3. Server: Validating Credentials

After receiving the credential presentation response, we need to validate the credentials. This involves checking the presentation's validity, the credential's validity, and extracting the claims.

for _, credential := range presentation.Credentials() {
    if credential.CredentialType()[0] == "VerifiableCredential" && credential.CredentialType()[1] == "LivenessCredential" {
        err = credential.Validate()
        if err != nil {
            log.Printf("WARN: failed to validate credential - error: %v", err)
            continue
        }

        if credential.ValidFrom().After(time.Now()) {
            log.Println("WARN: credential is intended to be used in the future")
            continue
        }

        claims, err := credential.CredentialSubjectClaims()
        if err != nil {
            log.Printf("WARN: failed to parse credential claims - error: %v", err)
            continue
        }

        for k, v := range claims {
            log.Printf("INFO: credential value - credentialType: %s, field: %s, value: %v", credential.CredentialType(), k, v)
        }
    }
}
presentation.credentials().forEach { credential ->
    credential.validate()

    val claims = credential.credentialSubjectClaims()

    claims.forEach {
        println(
            "credential value" +
            "\ncredentialType:${credential.credentialType()}" +
            "\nfield:${it.key}" +
            "\nvalue:${it.value}"
        )
    }
}

Conclusion

Integrating authentication with the Self SDK enables you to provide secure, passwordless, and privacy-preserving login experiences for your users. By leveraging liveness detection and verifiable credentials, you ensure that only real, verified users can access your application—without the risks and friction of traditional authentication methods.
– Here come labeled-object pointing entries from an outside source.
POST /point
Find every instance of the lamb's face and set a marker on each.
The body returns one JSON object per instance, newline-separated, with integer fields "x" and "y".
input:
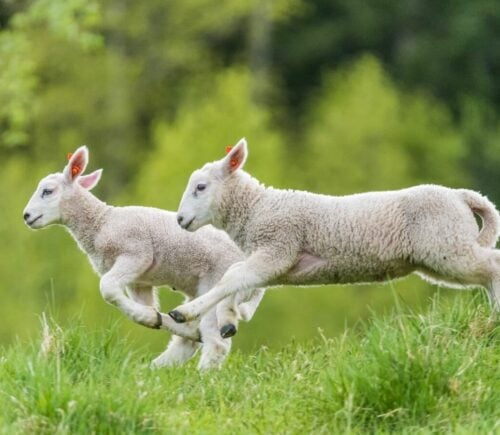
{"x": 197, "y": 203}
{"x": 44, "y": 206}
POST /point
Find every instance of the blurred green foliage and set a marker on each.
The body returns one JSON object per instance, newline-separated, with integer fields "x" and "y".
{"x": 336, "y": 97}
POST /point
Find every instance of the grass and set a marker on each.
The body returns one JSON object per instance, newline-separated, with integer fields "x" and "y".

With pre-built UI components and cross-platform support, adding advanced authentication to your app is straightforward and efficient.
Explore the demo apps and source code to see Self authentication in action, and start building secure, user-friendly authentication flows in your own projects today.

For further details and advanced use cases, refer to the Essentials section or browse our examples repository for working implementations.